Re: Intel SSD data loss: Any possible way this is user / software error?

Evan Jones <evanj@xxxxxxx> · Fri, 13 Aug 2010 12:07:19 -0400

On Aug 13, 2010, at 7:57 , Eric Sandeen wrote:
Just out of curiosity, what do you see when the write cache is on?
Seems counter-intuitive that it'd work better, but talking w/
Ric Wheeler, he was curious... maybe Intel didn't test with the
write cache off?

Data loss is much easier to trigger with the write cache on. It  
happens to me on the first try. With the write cache off, I've only  
been able to get it to occur with large writes (64 kB or larger), and  
only about once every 3 times.

Others have observed data loss with the write cache enabled using  
Intel SSDs. However, no one else seems to report data loss with the  
cache disabled, which makes me wonder if I am doing something wrong.  
With the X25-E:

http://www.mysqlperformanceblog.com/2009/03/02/ssd-xfs-lvm-fsync-write-cache-barrier-and-lost-transactions/

And with the X25-M G2:

http://thread.gmane.org/gmane.os.solaris.opensolaris.zfs/33472

Also, would you be willing to publish the test you're using?

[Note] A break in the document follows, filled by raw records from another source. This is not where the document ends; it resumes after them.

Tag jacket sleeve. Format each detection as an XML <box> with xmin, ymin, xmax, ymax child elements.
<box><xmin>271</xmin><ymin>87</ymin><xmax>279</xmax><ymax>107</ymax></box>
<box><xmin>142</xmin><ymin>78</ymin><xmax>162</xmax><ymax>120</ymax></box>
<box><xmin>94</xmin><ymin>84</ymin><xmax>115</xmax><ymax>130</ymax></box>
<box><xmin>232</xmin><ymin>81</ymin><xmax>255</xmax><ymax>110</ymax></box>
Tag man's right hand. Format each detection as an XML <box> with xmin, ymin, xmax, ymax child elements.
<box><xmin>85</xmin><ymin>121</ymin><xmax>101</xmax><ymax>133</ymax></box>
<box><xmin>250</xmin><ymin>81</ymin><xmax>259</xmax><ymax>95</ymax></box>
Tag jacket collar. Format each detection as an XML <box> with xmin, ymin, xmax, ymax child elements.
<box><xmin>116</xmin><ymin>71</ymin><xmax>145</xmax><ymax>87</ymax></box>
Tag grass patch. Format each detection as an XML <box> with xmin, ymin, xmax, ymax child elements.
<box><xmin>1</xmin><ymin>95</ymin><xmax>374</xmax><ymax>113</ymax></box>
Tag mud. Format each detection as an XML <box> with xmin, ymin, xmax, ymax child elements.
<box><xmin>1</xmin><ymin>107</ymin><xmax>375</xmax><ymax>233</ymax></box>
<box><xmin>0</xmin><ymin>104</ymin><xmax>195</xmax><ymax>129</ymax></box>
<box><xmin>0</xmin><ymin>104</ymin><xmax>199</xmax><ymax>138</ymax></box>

The programs I have been using are here (but see below):

http://people.csail.mit.edu/evanj/hg/index.cgi/hstore/file/tip/logging/minlogcrash.c
http://people.csail.mit.edu/evanj/hg/index.cgi/hstore/file/tip/logging/logfilecrashserver.cc

minlogcrash.c is actually a simplified version of my *real* test  
program (below). However, that program has a lot of dependencies and  
unrelated crap. Unfortunately, I'm away from my hardware for the next  
10 days or so, so minlogcrash has not actually been crash tested. I  
think it should be equivalent, but just in case, the crash tested  
version is here:

http://people.csail.mit.edu/evanj/hg/index.cgi/hstore/file/tip/logging/logfilecrash.cc

My test procedure:

1. Start logfilecrashserver on a workstation:

./logfilecrashserver 12345

2. Start minlogcrash on the system under test (using large writes is  
more likely to lose data: 128 kB or so):

./minlogcrash tmp workstation 12345 131072

3. Once the workstation starts receiving log records, pull the power  
from the back of the SSD.
4. Power off the system (my system doesn't support hotplug, so losing  
the power on the SSD makes it unhappy)
5. Reconnected power to the SSD.
6. Power the server back on.
7. Observe the output of logfilecrash using hexdump.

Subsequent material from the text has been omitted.